Lo straordinario sesto senso di cui è dotata, ma anche l’insicurezza dovuta alla sua femminilità non convenzionale, la portano a non sentirsi a suo agio con le persone; perciò passa la maggior parte del tempo libero nella foresta di conifere in prossimità della proprietà di famiglia. Condivide la casa con Roland (Jörgen Thorsson), un allevatore di cani con cui ha una relazione di convenienza. Roland ricava dal rapporto stabilità economica, mentre Tina accetta la compagnia dell’uomo rassegnata al fatto che il suo aspetto le impedirebbe di essere amata davvero da qualcuno. Inoltre affitta la casetta del giardino ai turisti di passaggio.
Il punto di rottura
Il suo olfatto infallibile sembra vacillare quando un uomo chiamato Vore (Eero Milonoff), intercettato alla dogana da Tina, viene fermato per una perquisizione. Solitamente Tina segnala piccoli contrabbandieri che cercano di varcare il confine, e che emanano un odore che lei riconduce alla paura di venire scoperti. Talvolta a insospettirla è “l’odore del senso di colpa”. Ma la valigia dell’uomo non contiene merce di contrabbando, né sostanze sospette. Perciò Tina chiede a un suo collega di sottoporre Vore a una perquisizione personale, il cui esito rivela che l’uomo sembra in realtà essere una donna. Inoltre scopre che Vore ha la stessa cicatrice all’altezza del coccige che ha anche Tina. Questi gli unici elementi degni di nota che risultano dalla perquisizione. Viene così congedato e Tina, per scusarsi con Vore, gli offre ospitalità nella casa che solitamente affitta ai turisti.

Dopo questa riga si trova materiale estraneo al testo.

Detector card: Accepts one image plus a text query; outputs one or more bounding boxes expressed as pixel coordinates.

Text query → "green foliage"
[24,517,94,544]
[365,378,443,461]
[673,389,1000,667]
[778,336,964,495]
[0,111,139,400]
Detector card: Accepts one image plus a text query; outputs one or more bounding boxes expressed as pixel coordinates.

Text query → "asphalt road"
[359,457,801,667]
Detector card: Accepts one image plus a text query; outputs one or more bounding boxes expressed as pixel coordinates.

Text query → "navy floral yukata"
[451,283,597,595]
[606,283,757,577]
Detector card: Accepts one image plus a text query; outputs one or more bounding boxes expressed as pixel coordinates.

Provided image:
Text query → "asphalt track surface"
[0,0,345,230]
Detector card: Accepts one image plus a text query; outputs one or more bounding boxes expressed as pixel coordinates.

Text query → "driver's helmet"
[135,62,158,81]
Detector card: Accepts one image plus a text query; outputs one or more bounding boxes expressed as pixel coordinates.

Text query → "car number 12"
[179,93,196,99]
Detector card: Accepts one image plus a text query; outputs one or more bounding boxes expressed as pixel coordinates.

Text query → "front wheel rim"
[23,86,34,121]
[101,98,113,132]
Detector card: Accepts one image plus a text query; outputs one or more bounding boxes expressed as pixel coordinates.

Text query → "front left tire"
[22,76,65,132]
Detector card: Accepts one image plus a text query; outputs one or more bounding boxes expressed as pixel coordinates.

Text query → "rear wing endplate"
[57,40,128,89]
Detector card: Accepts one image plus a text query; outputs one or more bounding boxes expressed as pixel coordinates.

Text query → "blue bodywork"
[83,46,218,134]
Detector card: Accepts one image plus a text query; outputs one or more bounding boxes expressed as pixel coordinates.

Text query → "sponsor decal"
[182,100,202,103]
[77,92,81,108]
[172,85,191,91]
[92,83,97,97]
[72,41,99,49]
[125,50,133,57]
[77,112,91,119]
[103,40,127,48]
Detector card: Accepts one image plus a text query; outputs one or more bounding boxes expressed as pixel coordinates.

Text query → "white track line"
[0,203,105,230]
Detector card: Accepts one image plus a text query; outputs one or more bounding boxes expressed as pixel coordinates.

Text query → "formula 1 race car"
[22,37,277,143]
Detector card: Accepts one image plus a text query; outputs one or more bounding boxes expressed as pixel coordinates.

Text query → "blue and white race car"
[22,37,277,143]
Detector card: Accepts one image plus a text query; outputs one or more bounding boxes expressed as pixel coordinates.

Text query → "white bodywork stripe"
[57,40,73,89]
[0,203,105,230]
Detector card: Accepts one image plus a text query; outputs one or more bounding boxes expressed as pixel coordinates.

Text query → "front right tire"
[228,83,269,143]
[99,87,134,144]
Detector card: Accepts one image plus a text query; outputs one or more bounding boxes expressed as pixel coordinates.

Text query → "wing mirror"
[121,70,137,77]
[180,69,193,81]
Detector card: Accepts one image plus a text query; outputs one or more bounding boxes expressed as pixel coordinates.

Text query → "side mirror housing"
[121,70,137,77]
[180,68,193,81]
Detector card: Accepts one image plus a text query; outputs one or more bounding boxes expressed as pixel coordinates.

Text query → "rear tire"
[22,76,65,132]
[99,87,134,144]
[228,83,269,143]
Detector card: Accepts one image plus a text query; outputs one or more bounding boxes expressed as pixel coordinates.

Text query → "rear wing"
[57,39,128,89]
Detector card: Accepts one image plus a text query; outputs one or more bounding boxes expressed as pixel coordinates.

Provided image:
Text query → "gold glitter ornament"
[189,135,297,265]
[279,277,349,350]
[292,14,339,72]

Vore, che condivide la stessa passione di Tina per la foresta e gli animali che vi abitano, è determinante nel percorso di scoperta di sé intrapreso dalla protagonista del film.
La vita di Tina è segnata dall’isolamento sociale, dal senso di inadeguatezza dovuta al suo aspetto e dall’impossibilità di consumare rapporti sessuali. Attribuisce i suoi problemi fisici e la sua stessa dote sensoriale a un’anomalia cromosomica. Suo padre, che vive confinato in una casa di riposo, risponde in modo evasivo alle domande a cui Tina cerca risposta.
Al confine tra realtà e favola
Lo svolgimento della trama di Border ricalca la struttura narrativa del mito come viaggio di scoperta del sé.
Tina inizialmente vive una condizione di parziale consapevolezza di sé, dovuta al fatto di essere riuscita, nonostante i suoi problemi, a integrarsi socialmente. Parziale, perché la sua stabilità emotiva dipende dal suo rapporto con l’altro, piuttosto che da un’indipendenza maturata dall’accettazione della sua diversità e al conseguente sviluppo della propria identità.
Il conflitto che porta alla rottura di questa precaria armonia è rappresentato dallo sconvolgimento che Vore causa nella protagonista. Tina si rende conto che l’unica qualità che credeva radicata – il suo olfatto – è anch’essa fallibile. Questa fallibilità avvia il processo che la porterà a mettere in discussione i valori morali di prima. La mitezza che Tina incarnava all’inizio è messa da parte in favore di aspetti più impulsivi e brutali della sua personalità. La scoperta dell’atto sessuale nelle sue manifestazioni più ferine mette in discussione la femminilità fino ai limiti del reale.
Ed è a questo punto che il mito di Tina, l’eroe che affronta un viaggio di liberazione del proprio sé e di esplorazione dei propri confini morali, incontra la rappresentazione classica della favola, pur nella sua accezione più grottesca, ma sempre rivelatrice e significativa.